A case in point: Howard's declaration that Australia would attack terrorist bases in the region if host governments wouldn't. A commitment to pre-emptive strikes, though it was clearly intended as a vote winner at home in the run up to the October election, was considered needlessly offensive to Australia's neighbors. It was taken as warning that, when it came to the region, respecting sovereignty was not an absolute principle.
The Labor Party's Kevin Rudd, opposition spokesman on foreign affairs, is predicting Howard will change tack.
"When he backs down and agrees to the treaty, it will demonstrate that his posturing on military pre-emption has been just that: posturing for domestic politics to look hairy-chested on terrorism," Rudd said.
The stakes are seen as too high for Howard not to negotiate a retreat from his hardline stance. Said Malcolm Cook, a researcher at Sydney's Lowy Institute think tank: "For Australia, getting invited to the East Asian summit is a particularly important policy outcome".
In fact, Howard is already backtracking. The 65-year-old leader said last week that sometimes it was necessary to put objections to one side to achieve a desired outcome.
In reference to his reluctance to sign the treaty, Howard said: "Sometimes you've got to put that in balance against the advantages of being involved in something that's valuable in the future".
So implacable has Howard been in opposing the treaty that ASEAN leaders are in no mood to help make a retreat gracious. Again, Howard has been responsible for his own discomfiture.
When he hosted Malaysian Prime Minister Abdullah Badawi in Canberra earlier this month, Howard was still insisting that signing the treaty was out of the question.
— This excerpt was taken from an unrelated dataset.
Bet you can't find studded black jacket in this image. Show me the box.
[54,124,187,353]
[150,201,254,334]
This obduracy, some suggest, prompted the Malaysian leader to respond with some tough talking of his own. On a visit to China, Abdullah declared that accession to the treaty was "absolutely indispensable" for those angling for an invitation to the Kuala Lumpur summit in December.
Most observers expect Howard to change his tune on the treaty in coming weeks. But the tone of his remarks are not endearing him to ASEAN leaders. Asked if he would welcome an invitation to the summit, Howard replied: "It's a matter for ASEAN to decide. We'd be very happy to participate but we are not knocking on doors begging admission. We don't need to do that."